Duisburg-Rheinhausen. . Im Rahmen der Duisburger Akzente taucht im Therapiezentrum des Bertha-Krankenhauses ein Tanztheaterstück in die Tiefe der Seele ein
Abgewendet sitzt sie da – die „Seele“, in sich verschlossen und schaut nicht hin. Will nicht sehen, wie eine Frau ihre frisch lackierten Fingernägel dekadent in einer Wasserschüssel wäscht – es sind jedenfalls nicht die Hände in Unschuld. Um sie herum kriechen Bettler, die mit letzter Kraft versuchen, einen Tropfen des kühlen, Leben spendenden Nass zu erhaschen – dabei generös von der aufrecht sitzenden Frau ignoriert werden – und schließlich vor ihren Augen verdursten und den Lebensgeist aufgeben, während die Musik des polnischen Komponisten Henryk Mikolaj Gorecki ihr übriges tut, dass diese Szene möglichst intensiv die Emotionen des Zuschauers berührt.

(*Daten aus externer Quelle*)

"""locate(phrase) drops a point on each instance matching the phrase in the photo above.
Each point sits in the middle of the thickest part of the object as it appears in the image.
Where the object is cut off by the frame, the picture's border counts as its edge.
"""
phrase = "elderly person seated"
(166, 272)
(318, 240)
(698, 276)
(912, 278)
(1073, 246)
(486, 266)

Bei den Proben zum Theaterstück „Geld oder Leben“ im Therapiezentrum des Rheinhauser Bertha-Krankenhauses, das am 20. März im Rahmen der Duisburger Akzente aufgeführt wird, geht es ans Eingemachte, und Tanz- und Ausdruckstherapeutin Rita Maaßen holt gerade alle möglichen Emotionen aus ihren sechs Darstellerinnen heraus. „Wir wollen in unserem Stück nicht mit dem erhobenen Zeigefinger agieren, sondern ich schaue, dass meine Darstellerinnen möglichst authentisch rüberkommen“, sagt die Regisseurin. Denn das wirkt am intensivsten.
Improvisation pur
Wie einst Pina Bausch springt sie zwischen ihren Schauspielern umher, kitzelt Gefühle aus ihnen heraus, die diese dann in Aktion bringen – Improvisation pur, aber immer mit der notwendigen professionellen Distanz. „Ich versuche, die Schauspieler sie selbst sein zu lassen, das heißt sie dürfen ihre Gewohnheiten gerne ins Stück mit einfließen lassen,“ sagt Maaßen.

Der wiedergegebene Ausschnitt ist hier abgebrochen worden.